We made our software open-source for better reproducibility, easier involvement of new contributors and free use, particularly in developing countries. We applied the package in a research project for a large number of measurements. The functionalities of our package are three-fold: allowing conversion of files, empowering easy data quality checks, and supporting reproducible data cleaning through documentation of current workflows.
For inspection of individual files, the package has a R6 class where each object represents one MicroPEM file, with summary and plot methods including interactivity thanks to
rbokeh. The package also contains a
Shiny app for exploration by non-experienced
R users. The
Shiny app includes a tab with tuneable alarms, e.g. “Nephelometer slope was not 3” which empowered rapid checks after a day on the field. For later stages of a study after a bunch of files has been collected, the package supports the creation of a measurements and a settings
data.frames from all files in a directory. We exemplify data cleaning processes, in particular the framework used for the CHAI project, in a vignette, in a transparency effort.
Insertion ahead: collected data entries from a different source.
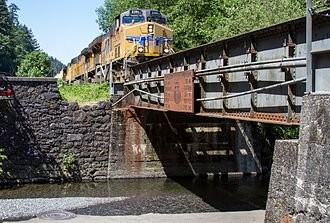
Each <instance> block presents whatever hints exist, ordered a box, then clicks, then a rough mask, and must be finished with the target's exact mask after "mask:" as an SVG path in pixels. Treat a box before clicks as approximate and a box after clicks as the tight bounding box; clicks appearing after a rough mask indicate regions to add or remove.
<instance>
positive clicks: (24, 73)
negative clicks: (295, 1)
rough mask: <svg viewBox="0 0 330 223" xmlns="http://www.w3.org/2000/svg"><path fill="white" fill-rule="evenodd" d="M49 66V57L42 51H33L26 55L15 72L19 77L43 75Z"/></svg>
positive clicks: (49, 58)
mask: <svg viewBox="0 0 330 223" xmlns="http://www.w3.org/2000/svg"><path fill="white" fill-rule="evenodd" d="M50 67H51V60H50V57H49V56H48V55H47V54H46V53H44V52H42V51H33V52H31V53H29V54H28V55H26V57H25V58H24V60H23V61H22V63H21V65H20V66H19V67H18V71H17V73H16V75H17V76H20V77H45V76H47V75H48V74H49V71H50Z"/></svg>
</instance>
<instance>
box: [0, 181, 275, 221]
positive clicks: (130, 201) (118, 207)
mask: <svg viewBox="0 0 330 223" xmlns="http://www.w3.org/2000/svg"><path fill="white" fill-rule="evenodd" d="M267 189H268V181H267V180H266V181H264V179H263V178H262V177H261V176H249V177H240V178H237V177H222V178H220V179H216V180H208V179H206V178H173V179H134V180H131V179H130V180H128V179H125V180H111V181H108V182H93V183H71V184H44V185H40V184H36V185H24V186H20V187H15V188H11V189H2V190H0V198H2V199H4V198H54V197H119V196H122V197H129V199H126V200H124V201H118V202H114V203H109V204H102V205H97V206H92V207H87V208H82V209H77V210H71V211H73V212H76V213H78V214H90V215H127V214H145V213H151V212H152V213H192V212H211V211H246V210H258V209H265V205H266V199H267Z"/></svg>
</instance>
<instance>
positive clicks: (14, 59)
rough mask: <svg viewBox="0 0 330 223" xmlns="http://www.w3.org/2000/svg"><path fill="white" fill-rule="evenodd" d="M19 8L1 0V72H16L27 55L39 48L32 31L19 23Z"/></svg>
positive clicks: (0, 10)
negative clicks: (18, 13) (33, 35)
mask: <svg viewBox="0 0 330 223" xmlns="http://www.w3.org/2000/svg"><path fill="white" fill-rule="evenodd" d="M18 11H19V8H18V6H17V5H15V4H10V5H9V7H7V4H6V0H0V72H6V73H15V71H16V70H17V67H18V65H19V64H20V63H21V62H22V60H23V59H24V58H25V56H26V55H27V54H28V53H30V52H32V51H35V50H38V49H39V45H38V43H37V41H36V39H35V38H34V36H33V33H32V31H31V30H30V29H29V28H28V27H27V26H25V25H22V24H20V23H19V20H18V14H17V13H18Z"/></svg>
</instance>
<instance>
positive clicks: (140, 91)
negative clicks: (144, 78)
mask: <svg viewBox="0 0 330 223" xmlns="http://www.w3.org/2000/svg"><path fill="white" fill-rule="evenodd" d="M135 91H137V92H140V93H142V94H146V95H149V96H152V97H156V98H160V99H164V97H162V96H159V95H155V94H151V93H149V92H146V91H142V90H140V89H136V88H135V89H133V90H131V91H130V92H128V93H127V94H125V95H124V96H123V97H121V98H120V99H119V100H118V101H116V102H115V103H113V104H112V105H111V107H114V106H116V105H117V104H119V102H121V101H122V100H124V99H125V98H127V97H128V96H129V95H130V94H132V93H134V92H135Z"/></svg>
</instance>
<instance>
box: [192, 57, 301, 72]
mask: <svg viewBox="0 0 330 223" xmlns="http://www.w3.org/2000/svg"><path fill="white" fill-rule="evenodd" d="M305 60H306V58H305V57H293V58H282V59H274V60H263V61H256V62H250V63H240V64H233V65H227V66H224V67H217V68H211V69H205V70H198V71H195V73H196V74H203V73H208V72H213V71H214V72H215V71H219V70H223V69H235V68H242V67H247V66H256V65H266V64H272V63H286V62H292V61H305Z"/></svg>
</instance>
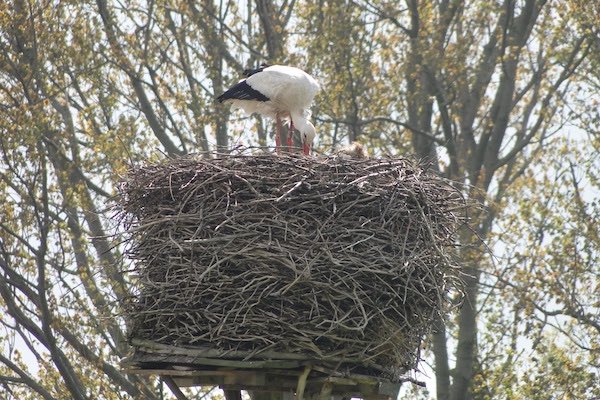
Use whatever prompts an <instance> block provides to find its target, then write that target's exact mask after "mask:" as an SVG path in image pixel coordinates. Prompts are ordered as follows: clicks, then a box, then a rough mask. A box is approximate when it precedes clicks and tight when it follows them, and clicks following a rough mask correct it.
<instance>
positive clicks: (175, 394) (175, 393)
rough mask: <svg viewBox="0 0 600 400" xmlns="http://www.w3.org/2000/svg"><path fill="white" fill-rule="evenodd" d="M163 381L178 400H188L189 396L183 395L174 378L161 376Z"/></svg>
mask: <svg viewBox="0 0 600 400" xmlns="http://www.w3.org/2000/svg"><path fill="white" fill-rule="evenodd" d="M161 379H162V380H163V382H164V383H166V384H167V386H168V387H169V389H171V392H172V393H173V395H175V397H176V398H177V400H188V398H187V396H186V395H185V394H183V392H182V391H181V389H179V386H177V384H176V383H175V381H174V380H173V378H171V377H170V376H166V375H165V376H161Z"/></svg>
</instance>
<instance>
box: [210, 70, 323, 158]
mask: <svg viewBox="0 0 600 400" xmlns="http://www.w3.org/2000/svg"><path fill="white" fill-rule="evenodd" d="M244 75H245V76H246V79H242V80H241V81H239V82H238V83H236V84H235V85H233V86H232V87H231V88H229V89H228V90H227V91H226V92H225V93H223V94H222V95H220V96H219V97H217V100H219V102H220V103H224V102H227V103H231V104H232V105H233V106H234V107H235V108H241V109H243V110H244V111H245V112H246V113H248V114H252V113H254V112H257V113H259V114H262V115H264V116H266V117H270V118H273V119H275V123H276V124H275V148H276V150H277V152H278V153H279V147H280V145H281V121H282V119H289V121H290V129H289V134H288V147H289V148H291V147H292V134H293V132H294V128H296V129H298V131H299V132H300V139H301V141H302V147H303V150H304V154H309V153H310V148H311V146H312V143H313V140H314V138H315V135H316V131H315V127H314V125H313V124H312V123H311V122H310V121H309V120H308V118H309V117H310V111H309V109H308V108H309V107H310V103H312V100H313V98H314V97H315V94H316V93H317V90H319V84H318V83H317V81H316V80H315V79H314V78H313V77H312V76H310V75H309V74H307V73H306V72H304V71H302V70H301V69H298V68H295V67H288V66H284V65H270V66H269V65H267V64H262V65H261V66H260V67H259V68H257V69H247V70H245V71H244Z"/></svg>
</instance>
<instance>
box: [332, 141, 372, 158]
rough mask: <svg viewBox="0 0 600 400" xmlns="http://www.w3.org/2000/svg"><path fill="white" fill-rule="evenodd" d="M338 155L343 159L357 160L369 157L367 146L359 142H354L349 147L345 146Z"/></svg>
mask: <svg viewBox="0 0 600 400" xmlns="http://www.w3.org/2000/svg"><path fill="white" fill-rule="evenodd" d="M336 155H337V156H339V157H342V158H346V159H349V158H357V159H367V158H369V155H368V154H367V149H366V148H365V146H363V145H362V144H360V143H358V142H352V144H350V145H348V146H344V147H342V148H341V149H339V150H338V151H337V152H336Z"/></svg>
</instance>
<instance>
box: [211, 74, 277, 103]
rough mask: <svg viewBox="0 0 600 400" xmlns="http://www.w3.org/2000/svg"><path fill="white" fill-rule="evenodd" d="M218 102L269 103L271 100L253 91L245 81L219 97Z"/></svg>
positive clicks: (235, 85)
mask: <svg viewBox="0 0 600 400" xmlns="http://www.w3.org/2000/svg"><path fill="white" fill-rule="evenodd" d="M217 100H218V101H219V103H222V102H224V101H227V100H254V101H269V98H268V97H267V96H265V95H264V94H262V93H261V92H259V91H258V90H256V89H253V88H252V86H250V85H248V83H246V80H245V79H244V80H243V81H240V82H239V83H237V84H236V85H233V86H232V87H231V88H229V89H228V90H227V91H226V92H225V93H223V94H222V95H220V96H219V97H217Z"/></svg>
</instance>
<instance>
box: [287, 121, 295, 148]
mask: <svg viewBox="0 0 600 400" xmlns="http://www.w3.org/2000/svg"><path fill="white" fill-rule="evenodd" d="M293 138H294V121H292V119H291V118H290V129H289V130H288V151H292V146H293V145H294V140H293Z"/></svg>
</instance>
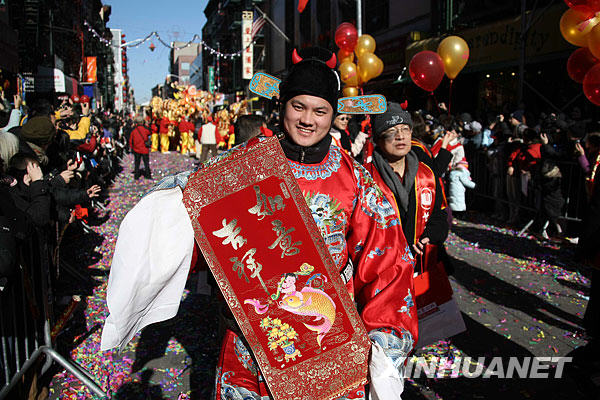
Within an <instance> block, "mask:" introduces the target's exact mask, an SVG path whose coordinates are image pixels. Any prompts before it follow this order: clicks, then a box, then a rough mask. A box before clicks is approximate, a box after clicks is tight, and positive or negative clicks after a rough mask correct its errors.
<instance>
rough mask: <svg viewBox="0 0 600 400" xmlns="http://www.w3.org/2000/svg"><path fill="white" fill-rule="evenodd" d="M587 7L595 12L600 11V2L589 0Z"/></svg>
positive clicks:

The package is currently available on Github. Since air pollution sensors that would output csvy (csv file with yaml frontmatter) instead of weird csv; and produce ready-to-use data are currently unavailable,
rtimicropem can be an example of how to use an
R package as a central place for best practices, thus fostering reproducibility and harmonization of data cleaning across studies. We also hope it can trigger more use of
R in the fields of epidemiology and exposure science.